A second favorite has to be the nearby waterfall trail, just minutes from camp. I have been on a few Amphibian and Reptile surveys on this trail, finding hourglass tree frogs, many species of anole and most recently a green iguana. A few of us visited the waterfall last week for a quick afternoon dip, which exceptionally refreshing in the heat of the afternoon. It has many different levels and although it is moderately difficult to climb up to the highest level in wellies (rainboots for my fellow Americans out there), it is 100% worth it. There’s nothing better than a natural shower! Although, our showers at camp are a close second with great pressure and refreshing, cool water after a long survey.
Camp life has been great so far actually—no complaints! Our cabins are surrounded by beautiful Royal Palm Trees, which are frequently filled with Howler Monkeys, Squirrel Monkeys and even Kinkajus! I had an extremely fortunate encounter with a group of them a few nights ago. They passed in between the palms above my head while calling out to each other in the moonlight. Besides incredible wildlife, our quaint camp is also home to some pretty incredible people. Everyone has made me feel welcome and helped in any way possible while I was becoming adjusted to the heat, schedule, trails, etc. When we aren’t doing wildlife surveys, we fill our time studying up on the different species we need to learn, learning Spanish, sunbathing at the beach, or finding projects to do around camp. Since this camp is relatively new, there are still a few projects underway, such as creating walking paths, a “Camp Osita” sign, or even concreting cinder blocks for the new cabin in the back of the property.

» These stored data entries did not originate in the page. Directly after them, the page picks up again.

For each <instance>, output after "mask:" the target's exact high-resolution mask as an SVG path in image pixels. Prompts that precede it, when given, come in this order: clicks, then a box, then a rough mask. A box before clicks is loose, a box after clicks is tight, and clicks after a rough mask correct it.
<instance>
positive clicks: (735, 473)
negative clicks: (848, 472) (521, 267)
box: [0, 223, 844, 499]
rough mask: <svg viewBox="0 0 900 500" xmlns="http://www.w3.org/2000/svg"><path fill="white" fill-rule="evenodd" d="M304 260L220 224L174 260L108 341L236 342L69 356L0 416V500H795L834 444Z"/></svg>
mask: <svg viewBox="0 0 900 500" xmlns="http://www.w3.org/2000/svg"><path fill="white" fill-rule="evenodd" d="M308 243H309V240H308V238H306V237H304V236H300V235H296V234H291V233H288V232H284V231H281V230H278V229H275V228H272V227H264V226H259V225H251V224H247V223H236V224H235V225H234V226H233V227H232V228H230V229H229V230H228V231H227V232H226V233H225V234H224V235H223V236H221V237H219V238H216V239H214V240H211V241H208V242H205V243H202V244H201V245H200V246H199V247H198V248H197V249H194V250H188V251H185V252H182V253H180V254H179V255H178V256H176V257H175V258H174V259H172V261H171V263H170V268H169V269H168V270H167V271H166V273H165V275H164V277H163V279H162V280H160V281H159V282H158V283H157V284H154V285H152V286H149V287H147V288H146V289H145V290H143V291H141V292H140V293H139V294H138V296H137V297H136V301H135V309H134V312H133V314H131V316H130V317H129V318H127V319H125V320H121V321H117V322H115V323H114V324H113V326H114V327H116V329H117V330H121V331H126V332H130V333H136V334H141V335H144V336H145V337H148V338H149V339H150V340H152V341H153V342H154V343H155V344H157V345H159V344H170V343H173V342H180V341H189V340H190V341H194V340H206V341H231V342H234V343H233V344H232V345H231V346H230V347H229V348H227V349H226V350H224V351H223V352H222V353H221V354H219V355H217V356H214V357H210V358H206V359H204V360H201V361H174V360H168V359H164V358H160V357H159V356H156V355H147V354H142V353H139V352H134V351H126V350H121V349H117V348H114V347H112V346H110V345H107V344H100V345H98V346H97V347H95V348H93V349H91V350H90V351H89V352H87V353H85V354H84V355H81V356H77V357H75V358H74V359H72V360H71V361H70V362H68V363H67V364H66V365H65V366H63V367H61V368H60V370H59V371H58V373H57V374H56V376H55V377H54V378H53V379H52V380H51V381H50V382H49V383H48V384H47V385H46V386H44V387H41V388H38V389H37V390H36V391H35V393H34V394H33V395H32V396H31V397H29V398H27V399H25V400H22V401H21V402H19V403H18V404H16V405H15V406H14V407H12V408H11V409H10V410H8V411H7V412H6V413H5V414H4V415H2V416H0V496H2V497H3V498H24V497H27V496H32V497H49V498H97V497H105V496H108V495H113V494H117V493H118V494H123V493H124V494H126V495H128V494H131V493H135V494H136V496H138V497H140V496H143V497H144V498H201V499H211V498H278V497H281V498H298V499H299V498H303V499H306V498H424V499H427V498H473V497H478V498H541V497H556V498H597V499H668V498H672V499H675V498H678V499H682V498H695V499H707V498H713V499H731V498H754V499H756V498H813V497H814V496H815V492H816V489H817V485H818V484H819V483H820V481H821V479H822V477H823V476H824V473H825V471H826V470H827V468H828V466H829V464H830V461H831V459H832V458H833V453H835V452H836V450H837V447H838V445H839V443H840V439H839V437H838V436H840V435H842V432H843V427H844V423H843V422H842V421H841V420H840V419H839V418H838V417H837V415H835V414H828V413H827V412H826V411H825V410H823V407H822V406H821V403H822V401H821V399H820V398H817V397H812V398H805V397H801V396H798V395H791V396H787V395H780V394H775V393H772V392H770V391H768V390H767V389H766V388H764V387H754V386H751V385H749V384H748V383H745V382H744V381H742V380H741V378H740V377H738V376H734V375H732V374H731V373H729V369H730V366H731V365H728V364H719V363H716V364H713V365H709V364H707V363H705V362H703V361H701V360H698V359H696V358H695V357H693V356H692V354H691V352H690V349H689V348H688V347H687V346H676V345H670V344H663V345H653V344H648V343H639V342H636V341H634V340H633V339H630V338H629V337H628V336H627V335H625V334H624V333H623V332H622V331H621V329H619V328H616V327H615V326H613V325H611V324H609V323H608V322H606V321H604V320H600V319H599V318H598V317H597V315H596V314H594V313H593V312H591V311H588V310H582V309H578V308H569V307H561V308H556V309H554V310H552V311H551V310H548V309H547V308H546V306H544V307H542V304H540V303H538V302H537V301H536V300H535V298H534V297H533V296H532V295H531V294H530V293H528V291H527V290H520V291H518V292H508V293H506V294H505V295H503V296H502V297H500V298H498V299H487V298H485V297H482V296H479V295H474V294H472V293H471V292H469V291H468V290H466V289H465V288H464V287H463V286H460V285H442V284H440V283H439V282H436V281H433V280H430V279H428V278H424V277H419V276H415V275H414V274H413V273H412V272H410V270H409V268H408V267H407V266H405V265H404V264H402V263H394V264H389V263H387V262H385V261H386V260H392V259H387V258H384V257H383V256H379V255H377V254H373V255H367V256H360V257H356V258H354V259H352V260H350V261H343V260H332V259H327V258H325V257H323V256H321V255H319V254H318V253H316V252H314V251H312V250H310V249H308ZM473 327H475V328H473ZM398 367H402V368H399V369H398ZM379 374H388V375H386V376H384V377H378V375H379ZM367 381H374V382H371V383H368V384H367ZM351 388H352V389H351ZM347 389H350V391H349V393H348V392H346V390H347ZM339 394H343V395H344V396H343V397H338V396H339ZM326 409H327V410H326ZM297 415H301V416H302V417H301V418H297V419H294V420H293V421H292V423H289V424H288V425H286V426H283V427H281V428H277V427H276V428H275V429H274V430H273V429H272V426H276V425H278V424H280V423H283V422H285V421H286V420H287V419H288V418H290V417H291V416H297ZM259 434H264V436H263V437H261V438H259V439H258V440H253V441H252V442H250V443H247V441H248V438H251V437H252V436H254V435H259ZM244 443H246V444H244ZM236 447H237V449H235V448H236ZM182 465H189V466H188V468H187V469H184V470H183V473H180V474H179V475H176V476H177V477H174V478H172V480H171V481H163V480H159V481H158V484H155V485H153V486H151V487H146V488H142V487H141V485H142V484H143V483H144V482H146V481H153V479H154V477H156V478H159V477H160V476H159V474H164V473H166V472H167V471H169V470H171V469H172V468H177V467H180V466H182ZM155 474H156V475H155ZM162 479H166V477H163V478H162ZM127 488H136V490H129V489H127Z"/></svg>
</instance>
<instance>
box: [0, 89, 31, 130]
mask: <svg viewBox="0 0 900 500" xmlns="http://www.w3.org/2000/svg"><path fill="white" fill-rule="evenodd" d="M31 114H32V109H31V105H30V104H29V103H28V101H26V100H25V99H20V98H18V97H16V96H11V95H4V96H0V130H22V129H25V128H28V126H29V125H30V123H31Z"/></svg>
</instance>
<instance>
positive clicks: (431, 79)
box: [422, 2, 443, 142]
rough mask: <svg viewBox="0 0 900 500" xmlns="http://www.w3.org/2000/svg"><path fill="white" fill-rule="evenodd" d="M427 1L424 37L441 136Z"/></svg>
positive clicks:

I am happy to say that I have successfully made it through my first 10 days without becoming badly sunburned…my family and friends know that is quite a feat for me, coming from the cold and sun-desolate winter in DC to hot and sunny Costa Rica! Finally, my last thought on this past week or so has been on how welcoming and friendly the local community is. Everyone is very hospitable, sometimes dropping off fresh papaya, or coming by to ask if we would like to join them fishing. Although I have only been here for 10 days, I can already feel this place developing a special place in my heart, full of unforgettable memories. I can’t wait to see what the next six months has to offer!